Underneath a thick blanket of morphine, he was deaf to her soothing words. He wanted the truth to be heard. Felt. Acknowledged.

“Live it up, gorgeous, until we meet again.”

And then a soft smile spread across his tired face, while his loving eyes were gazing far into a distance that she was not a part of.

Leah broke down and cried her soul out on the stark white hospital sheets that covered his once glorious body.

Jason passed the same night into that distance he was contemplating. A place where she could not follow.

More than a year went by. She lived her life going from day to day. As the train was shaking past yellow fields scorched by the lethargic summer heat, her past up until that moment seemed to be nothing more than a far-off memory. Not even part of her. A few feelings here, some fuzzy images there. Nothing to hang on to, except his name, tattooed across her life forever. Jason… Jason…

He was gone, but where was she?! Did someone just jump out the window not too long ago? Is this a dream or some sort of virtual reality?

“Did I hit my head or something?” she wondered, while her fingers decided to come alive and search her purse for anything that would connect her to this train ride to nowhere. The purse was empty but for a few used paper handkerchiefs, her wallet, and what looked like dried-out cherry pits.

No train tickets. Not on paper, not virtual, nothing.

She got up from her seat and with a swift gesture prepped her thin cotton dress the color of morning glory.

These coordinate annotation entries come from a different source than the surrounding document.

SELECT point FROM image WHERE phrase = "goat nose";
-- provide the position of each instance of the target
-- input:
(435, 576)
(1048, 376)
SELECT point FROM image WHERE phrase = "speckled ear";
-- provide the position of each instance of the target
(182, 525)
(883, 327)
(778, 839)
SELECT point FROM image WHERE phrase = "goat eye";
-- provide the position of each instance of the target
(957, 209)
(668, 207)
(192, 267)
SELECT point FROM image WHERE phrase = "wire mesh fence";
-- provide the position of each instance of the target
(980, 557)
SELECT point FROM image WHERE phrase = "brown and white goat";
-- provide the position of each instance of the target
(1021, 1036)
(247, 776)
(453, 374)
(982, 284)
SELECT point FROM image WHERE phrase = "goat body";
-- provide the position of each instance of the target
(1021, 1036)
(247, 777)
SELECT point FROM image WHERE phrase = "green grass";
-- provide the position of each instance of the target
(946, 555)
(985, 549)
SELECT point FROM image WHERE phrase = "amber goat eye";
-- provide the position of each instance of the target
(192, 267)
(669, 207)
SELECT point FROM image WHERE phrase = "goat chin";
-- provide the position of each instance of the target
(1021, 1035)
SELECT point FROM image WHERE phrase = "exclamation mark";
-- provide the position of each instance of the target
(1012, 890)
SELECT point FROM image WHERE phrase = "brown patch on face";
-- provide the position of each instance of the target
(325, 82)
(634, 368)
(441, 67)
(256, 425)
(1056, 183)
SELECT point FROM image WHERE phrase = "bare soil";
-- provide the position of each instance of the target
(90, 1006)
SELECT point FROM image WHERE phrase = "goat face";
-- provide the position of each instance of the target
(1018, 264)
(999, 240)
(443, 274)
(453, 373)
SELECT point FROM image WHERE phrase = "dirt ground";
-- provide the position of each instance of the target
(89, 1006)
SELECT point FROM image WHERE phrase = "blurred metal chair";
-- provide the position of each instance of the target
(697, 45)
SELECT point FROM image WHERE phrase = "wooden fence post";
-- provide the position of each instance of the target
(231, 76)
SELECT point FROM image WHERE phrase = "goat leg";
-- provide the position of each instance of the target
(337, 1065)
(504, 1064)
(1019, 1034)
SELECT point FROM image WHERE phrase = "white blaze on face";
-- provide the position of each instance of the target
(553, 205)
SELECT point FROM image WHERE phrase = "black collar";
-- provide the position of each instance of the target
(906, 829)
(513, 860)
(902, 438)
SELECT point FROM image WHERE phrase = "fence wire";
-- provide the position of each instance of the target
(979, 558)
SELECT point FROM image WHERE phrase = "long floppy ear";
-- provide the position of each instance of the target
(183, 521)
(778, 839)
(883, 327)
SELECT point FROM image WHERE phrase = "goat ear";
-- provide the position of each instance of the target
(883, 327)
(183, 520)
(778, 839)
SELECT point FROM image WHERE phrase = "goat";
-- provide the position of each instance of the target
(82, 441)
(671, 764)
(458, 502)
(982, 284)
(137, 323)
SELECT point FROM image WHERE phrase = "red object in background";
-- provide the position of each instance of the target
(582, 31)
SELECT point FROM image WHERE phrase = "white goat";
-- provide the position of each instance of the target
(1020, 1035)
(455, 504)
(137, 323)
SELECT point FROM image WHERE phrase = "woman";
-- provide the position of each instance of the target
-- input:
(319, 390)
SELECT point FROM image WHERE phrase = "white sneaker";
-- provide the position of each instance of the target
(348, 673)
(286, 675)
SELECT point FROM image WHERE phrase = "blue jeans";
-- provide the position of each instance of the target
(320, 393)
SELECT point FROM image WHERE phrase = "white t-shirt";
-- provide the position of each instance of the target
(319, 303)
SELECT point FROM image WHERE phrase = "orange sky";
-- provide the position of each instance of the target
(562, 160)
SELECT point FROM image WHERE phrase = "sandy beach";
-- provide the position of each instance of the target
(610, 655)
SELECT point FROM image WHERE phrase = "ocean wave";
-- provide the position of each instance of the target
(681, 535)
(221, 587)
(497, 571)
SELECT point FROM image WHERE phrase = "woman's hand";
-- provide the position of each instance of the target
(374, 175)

She decided to go ask the men.

“Hi, guys, I’m sorry to bother you and I know this seems like a silly thing to ask, but I can’t find my train tickets.”

“Oh, it’s ok, the conductor already passed,” the guy in the linen shirt said.

The other 2 were silent.

“Oh, that’s ok, but thing is that…umm… I don’t remember what happened. I mean… what year is it?”

“It’s still 2022. Summer of 2022.”

She wondered why he didn’t seem at all puzzled by the question.

“And can you tell me where we’re going?” she continued.

“To Neverland”, he said with a sudden dreamy smile.

“Peter Pan’s Neverland or Michael Jackson’s Neverland?” she asked blankly, obviously unimpressed with his answer.

All three burst into roaring feats of laughter.

She just about had enough of this situation.

“Listen, it’s so not funny! I woke up on a moving train, I have no tickets, no idea where we’re going and what I’m doing here and I just had a horrible dream about someone committing suicide not too long ago. Do you think this is funny?!”

She was furious with them, with the situation, disgusted by their lack of compassion, and at the same time scared that she was confessing everything to 3 careless strangers who were apparently playing cards on this small makeshift table in the same coach as her.

They all looked up at her. Linen shirt spoke, while the others seemed like robotic silent shadows of him.

“He didn’t commit suicide…”

The world crumbled around her.

“Are you telling me that actually happened?” she said in a low voice.

‘Yes, but he didn’t commit suicide. When you looked out the window you saw him smile, didn’t you?” the man said matter-of-factly.

So it was real! Anger, rage, and a twist of madness all rushed into Leah’s blood and lifted up her right arm. With a screech, she blew the make-shift table across the floor.

While aces and kings jumped up in the air and flew across her conscience in a slow-motion modern dance, and her mouth opened up to say words that she would most likely later regret, the coach door suddenly opened.

Jason walked in, holding a cone of pink ice cream that was dripping all over his left hand.

“They have ice cream in the buffet car, babe”, he said in a cheery voice. “I got you a strawberry one, eat it before it melts!”